Network City, corrupt as it is, is a place of rules and order. With cybernetic police soldiers patrolling the streets and every corner of the city watched by cameras, rebellion is hard to do. So those who do rebel have to rebel hard:
Network City is the world’s technology leader, so with his exceptional hacking skills (using augmented reality goggles and “hacking guns” of course), Augmentor is right at home. He is the leader of the group, inasmuch as they have a leader, and he is also responsible for their ability to escape the omnipresent cameras and police databases. He probably pretends like he is fighting against the fascist pigs who run the city, but that’s just an excuse to do whatever he wants.
Antipathi has nanotechnology coursing through her veins, keeping her muscles and bones superhumanly strong and making her quick and agile. She also has a general hatred for humanity coursing through her mind. Her alliance with the Bastards is mostly just a convenient means for her to punch stuff and hurt people. She’s good at it too.
A cybernetics genius with a bad attitude, this teenage troublemaker wears a powerful cyber suit that makes him a physical rival of even the strongest cyborg police officers in the city. And he is always ready to prove himself in a fight. Exoskeleto’s favorite activity is showing off just how powerful he is. That can sometimes lead to problems when the rest of the team is trying to be subtle and Exoskeleto is aching for a fight.
Spikethrower throws spikes. She has cybernetic devices in her bones that, in addition to giving her an unnatural jumping ability, also produces metal spikes that “grow” out of her back. When you’ve got spikes, might as well throw them, right?
These four characters: I had not drawn them with any connection in mind, but I figured that grouping them together would move us along more quickly. It does also help me fill one niche: This is less true than it was when I was young, but teenaged villains were once not particularly common. For the longest time it seemed that teenagers would be the super heroes and they’d fight adult criminals (starting with Spider-Man, I guess). I suppose this was about appealing to the target audience, youths, but c’mon… we all know that actual teens are jerks. Let’s let them be super-jerks. (“Prove me wrong, kids! Prove me wrong!”)
Suppose you find yourself in a rural community where everyone acts slightly strange. They all act nice enough, but they’re nervous, fidgety. The staff at the diner give you your meal in record time and try usher you out of town as quick as possible. You suspect they are hiding something, so after dark you sneak back into town. You find a crowd gathered around a scarecrow in what appears to be an ordinary field. Then you realize that the scarecrow is speaking. It is giving a speech to be precise. It promises the townsfolk that their time is coming. Soon the world will be theirs. Soon, everyone else will pay. The scarecrow’s eyes glow and so too do the townsfolk.
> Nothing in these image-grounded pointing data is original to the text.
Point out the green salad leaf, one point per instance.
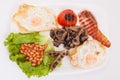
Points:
(14, 40)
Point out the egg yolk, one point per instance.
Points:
(36, 21)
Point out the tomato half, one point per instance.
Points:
(67, 18)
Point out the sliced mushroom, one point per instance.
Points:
(58, 59)
(76, 40)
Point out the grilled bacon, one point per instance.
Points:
(88, 21)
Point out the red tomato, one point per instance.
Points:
(67, 18)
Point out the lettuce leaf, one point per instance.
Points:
(14, 40)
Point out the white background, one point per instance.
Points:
(9, 71)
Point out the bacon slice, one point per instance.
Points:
(88, 21)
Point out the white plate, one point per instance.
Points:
(98, 12)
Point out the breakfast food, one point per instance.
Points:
(43, 40)
(88, 21)
(69, 36)
(90, 54)
(67, 18)
(33, 19)
(30, 56)
(33, 52)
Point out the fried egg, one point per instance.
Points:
(88, 55)
(33, 18)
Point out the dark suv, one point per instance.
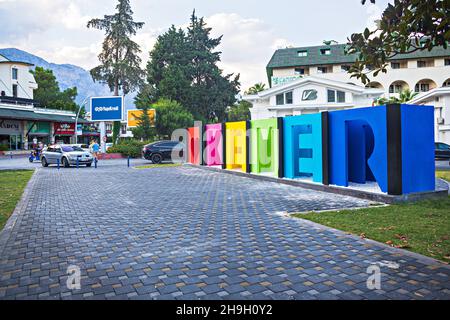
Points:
(442, 151)
(161, 150)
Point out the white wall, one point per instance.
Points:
(411, 75)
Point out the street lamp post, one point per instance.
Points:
(76, 119)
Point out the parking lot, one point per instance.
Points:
(188, 233)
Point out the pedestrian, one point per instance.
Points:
(95, 148)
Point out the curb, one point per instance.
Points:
(419, 257)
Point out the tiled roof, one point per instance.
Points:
(289, 57)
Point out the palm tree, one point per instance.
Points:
(257, 87)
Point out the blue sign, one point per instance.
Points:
(107, 109)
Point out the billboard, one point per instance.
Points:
(134, 115)
(107, 108)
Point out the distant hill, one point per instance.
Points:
(68, 75)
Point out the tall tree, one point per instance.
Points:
(49, 95)
(120, 62)
(406, 26)
(183, 67)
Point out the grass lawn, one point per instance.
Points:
(422, 227)
(163, 165)
(443, 175)
(12, 184)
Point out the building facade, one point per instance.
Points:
(307, 95)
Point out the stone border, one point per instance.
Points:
(366, 195)
(5, 234)
(419, 257)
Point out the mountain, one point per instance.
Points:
(67, 75)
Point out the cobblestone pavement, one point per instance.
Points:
(188, 233)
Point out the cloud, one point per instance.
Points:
(247, 45)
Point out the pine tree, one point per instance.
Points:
(183, 67)
(120, 62)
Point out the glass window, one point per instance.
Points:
(331, 95)
(421, 64)
(289, 97)
(322, 69)
(299, 71)
(15, 73)
(280, 99)
(340, 96)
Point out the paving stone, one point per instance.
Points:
(198, 235)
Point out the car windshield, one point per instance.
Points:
(71, 148)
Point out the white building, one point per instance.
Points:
(309, 95)
(15, 79)
(440, 99)
(420, 71)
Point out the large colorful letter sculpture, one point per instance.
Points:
(264, 140)
(213, 151)
(236, 142)
(305, 147)
(194, 145)
(392, 145)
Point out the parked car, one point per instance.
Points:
(67, 156)
(442, 151)
(85, 147)
(159, 151)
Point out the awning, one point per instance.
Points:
(36, 116)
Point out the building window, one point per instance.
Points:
(322, 70)
(331, 95)
(340, 96)
(15, 73)
(299, 71)
(288, 97)
(325, 52)
(280, 99)
(421, 64)
(422, 87)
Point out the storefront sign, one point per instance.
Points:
(134, 115)
(10, 126)
(64, 128)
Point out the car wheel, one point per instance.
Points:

It sounds crazy, but you learn that the scarecrow houses the spirit of an alien dictator, and it is filling the population of the small town with superhuman energies, making them into an army to conquer the Earth. Then you stumble and make a noise. The townsfolk look your way. Before you can blink, the mob of of them are on you. The scarecrow laughs maniacally as lose consciousness. You awaken just as you are being strapped into a machine. The townsfolk tell you that you will soon be joining them.
Both Marvel and DC have villains named Scarecrow (the latter, being a Batman villain, is more widely known). Clearly the name is generic enough and anyone can use it, so I did. I went an entirely different way with it, though.
The “Flower Girls” were once the ultimate team of assassins. Agents Rose, Daisy, Tulip, Carnation, Lily, and Chrysanthemum were an unstoppable cyborg force, until they were stopped. Their rivals joined forces to bring the Girls down, and the result was a bloody war. Ultimately, only Chrysanthemum survived. Of her team, and of the rivals.
All alone, but still a killer cyborg, and now the best that the market had to offer, Agent Chrysanthemum continues to take on missions of espionage and assassination.
I drew a cyborg and had no idea what to do with her. This will have to do. I suspect I’ve probably done a few too many villains-for-hire over the course of my Supervillain year, but hey, what can I say? That’s the sort of thing that strikes me as most villainous. Batman can pick on people with mental disabilities all he wants, it is the people who willingly do bad things for their own profit that I don’t like. Still, hopefully I don’t have a lot more of it in the time remaining.